XVIII. Je reste seul avec les soldats birmans

Après environ vingt jours d'hôpital, je suis guéri. De retour au camp, je partage à nouveau la vie des soldats. Comme je ne comprends pas leur langue, nous communiquons par des gestes. Certains me considèrent comme un frère. D'autres me méprisent et me font du mal, mais je supporte tout avec résignation. Vivant parmi eux, peu à peu je commence à comprendre leur parler. Comme je partage toutes leurs activités, les gens me considèrent comme un soldat birman.

Deux mois après mon retour au camp, nous célébrons la fête nationale de l'indépendance de la Birmanie. Ce jour-là, tous les habitants de la région se réunissent dans une plaine et organisent diverses manifestations. Je me joins aux soldats et vais participer à la fête. Parmi les participants, j'aperçois une dame anglaise qui était autrefois « pasteur » à Cikai, près de Kongshan. En me voyant, elle me dit : « Il y a environ un mois, celui qui m'a fait parvenir une lettre, c'est certainement toi ! Cette missive, je l'ai déjà transmise au Père qui réside à Myitkyina. » Ces paroles me remplissent de joie et je la remercie chaleureusement.

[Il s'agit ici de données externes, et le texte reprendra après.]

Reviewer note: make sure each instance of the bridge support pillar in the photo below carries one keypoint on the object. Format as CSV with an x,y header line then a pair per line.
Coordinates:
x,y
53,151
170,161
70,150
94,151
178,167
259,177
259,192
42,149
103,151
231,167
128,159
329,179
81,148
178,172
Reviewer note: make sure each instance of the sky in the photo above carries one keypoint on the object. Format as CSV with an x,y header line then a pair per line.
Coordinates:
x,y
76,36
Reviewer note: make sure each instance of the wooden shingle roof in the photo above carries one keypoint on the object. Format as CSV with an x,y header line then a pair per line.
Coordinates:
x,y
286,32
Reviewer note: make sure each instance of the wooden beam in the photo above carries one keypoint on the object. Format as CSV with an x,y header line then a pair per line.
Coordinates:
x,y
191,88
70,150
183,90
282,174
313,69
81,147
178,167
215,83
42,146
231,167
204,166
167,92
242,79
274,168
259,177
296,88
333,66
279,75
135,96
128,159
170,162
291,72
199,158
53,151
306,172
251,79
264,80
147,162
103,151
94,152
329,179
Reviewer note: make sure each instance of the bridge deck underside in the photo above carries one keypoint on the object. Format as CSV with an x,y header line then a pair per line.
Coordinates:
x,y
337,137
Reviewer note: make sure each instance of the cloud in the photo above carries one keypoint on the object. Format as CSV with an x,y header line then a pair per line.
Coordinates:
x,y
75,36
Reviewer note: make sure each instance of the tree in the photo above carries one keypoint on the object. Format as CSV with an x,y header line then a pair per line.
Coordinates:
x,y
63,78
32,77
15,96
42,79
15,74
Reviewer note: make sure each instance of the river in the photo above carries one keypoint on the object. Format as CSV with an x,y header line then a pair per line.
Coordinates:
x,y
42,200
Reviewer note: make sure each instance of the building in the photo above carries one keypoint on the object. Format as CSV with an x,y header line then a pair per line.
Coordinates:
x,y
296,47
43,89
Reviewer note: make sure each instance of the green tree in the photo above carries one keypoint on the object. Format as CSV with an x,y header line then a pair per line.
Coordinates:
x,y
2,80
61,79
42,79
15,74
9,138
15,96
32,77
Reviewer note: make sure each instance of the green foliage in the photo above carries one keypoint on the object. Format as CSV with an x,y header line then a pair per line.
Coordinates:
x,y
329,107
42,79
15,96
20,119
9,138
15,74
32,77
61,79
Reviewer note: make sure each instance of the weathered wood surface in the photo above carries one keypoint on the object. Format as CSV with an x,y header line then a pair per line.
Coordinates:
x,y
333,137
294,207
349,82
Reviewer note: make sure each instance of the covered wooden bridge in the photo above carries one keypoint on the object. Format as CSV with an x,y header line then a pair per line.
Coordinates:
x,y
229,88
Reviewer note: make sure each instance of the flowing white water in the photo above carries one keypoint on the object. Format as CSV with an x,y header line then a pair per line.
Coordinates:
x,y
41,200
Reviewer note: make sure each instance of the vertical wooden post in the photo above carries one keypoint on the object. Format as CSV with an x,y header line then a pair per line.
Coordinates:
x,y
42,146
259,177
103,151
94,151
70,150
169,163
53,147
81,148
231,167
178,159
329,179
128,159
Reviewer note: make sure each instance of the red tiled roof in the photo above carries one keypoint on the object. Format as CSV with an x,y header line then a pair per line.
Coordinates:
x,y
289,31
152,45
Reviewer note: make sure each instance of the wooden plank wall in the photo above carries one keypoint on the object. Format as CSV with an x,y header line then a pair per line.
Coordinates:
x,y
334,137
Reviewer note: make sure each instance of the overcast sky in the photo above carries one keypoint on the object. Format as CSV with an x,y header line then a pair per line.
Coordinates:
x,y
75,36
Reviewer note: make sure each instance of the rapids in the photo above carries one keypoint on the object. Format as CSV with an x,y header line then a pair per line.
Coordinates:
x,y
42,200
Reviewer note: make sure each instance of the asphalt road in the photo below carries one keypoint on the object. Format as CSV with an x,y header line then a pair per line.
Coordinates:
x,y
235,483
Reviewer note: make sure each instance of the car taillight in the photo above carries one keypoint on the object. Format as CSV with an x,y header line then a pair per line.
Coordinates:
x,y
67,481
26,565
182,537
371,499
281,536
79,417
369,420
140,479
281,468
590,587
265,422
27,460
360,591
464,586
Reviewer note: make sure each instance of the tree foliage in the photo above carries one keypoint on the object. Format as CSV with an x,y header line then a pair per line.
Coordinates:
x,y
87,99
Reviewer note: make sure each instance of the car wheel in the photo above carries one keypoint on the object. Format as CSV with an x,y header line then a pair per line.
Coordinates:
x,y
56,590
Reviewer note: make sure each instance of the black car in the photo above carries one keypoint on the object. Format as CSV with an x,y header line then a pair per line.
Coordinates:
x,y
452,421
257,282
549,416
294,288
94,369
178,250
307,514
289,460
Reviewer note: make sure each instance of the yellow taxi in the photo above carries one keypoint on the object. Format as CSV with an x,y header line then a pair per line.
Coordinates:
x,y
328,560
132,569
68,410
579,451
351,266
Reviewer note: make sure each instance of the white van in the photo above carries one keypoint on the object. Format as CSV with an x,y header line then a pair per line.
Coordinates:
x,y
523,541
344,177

Un soir, en fin d'après-midi, une femme vient trouver l'officier du camp et s'entretient longtemps avec lui. Voyant qu'elle porte sur sa poitrine une médaille du Sacré Cœur, je présume qu'elle est catholique, mais je n'ose pas lui adresser la parole. Elle également ne me dit rien. Peu de temps après son départ, l'officier me dit : « La personne qui est venue me trouver est catholique. Elle désire connaître ta situation. Elle réside à l'hôpital. Ce soir après le repas, tandis que personne ne prêtera attention, je t'amènerai à l'hôpital. Quelqu'un désire te rencontrer. Dépêche-toi d'aller manger ! »
Je pense alors : « Ici, je ne connais personne. Quelle est cette personne qui désire me rencontrer ce soir ? » Après le repas du soir, profitant d'un instant de relâche, l'officier m'emmène à l'hôpital, au bureau de la femme qui était venue au camp cet après-midi. En me voyant, elle se lève et vient me dire : « Es-tu catholique ? Moi, je suis catholique. Le Père m'a demandé de venir te trouver. Si tu as des difficultés, dis-le moi, sans te gêner ! Je le rapporterai au Père et il t'aidera, c'est certain. Désires-tu aller vivre auprès du Père? »

Je lui réponds : « Bien sûr, j'aimerais vivre auprès du Père. Mais actuellement je suis gardé par les soldats. Sans leur autorisation, je ne peux absolument rien faire. J'ai surtout très peur qu'ils me remettent aux mains des communistes. Que le Père m'aide afin que cela ne m'arrive pas ! Quant au logement et à la nourriture, on me traite comme un soldat ; il n'y a aucun problème ! »

Elle demande alors à l'officier : « Va-t-on les remettre aux main des communistes ? » Il répond : « Nous ne les livrerons pas aux communistes. Soyez sans crainte et cessez de vous faire du souci ! » Elle me donne neuf kyats, -monnaie birmane-, et me dit : « Les choses qui te concernent, je les communiquerai au Père et il t'aidera. Soyez sans crainte et priez avec confiance ! Demain je retourne auprès du Père, à Sumprabum. » Ensuite, elle demande à l'officier de prendre soin de moi et prend congé de nous. Sur ce, nous retournons au camp.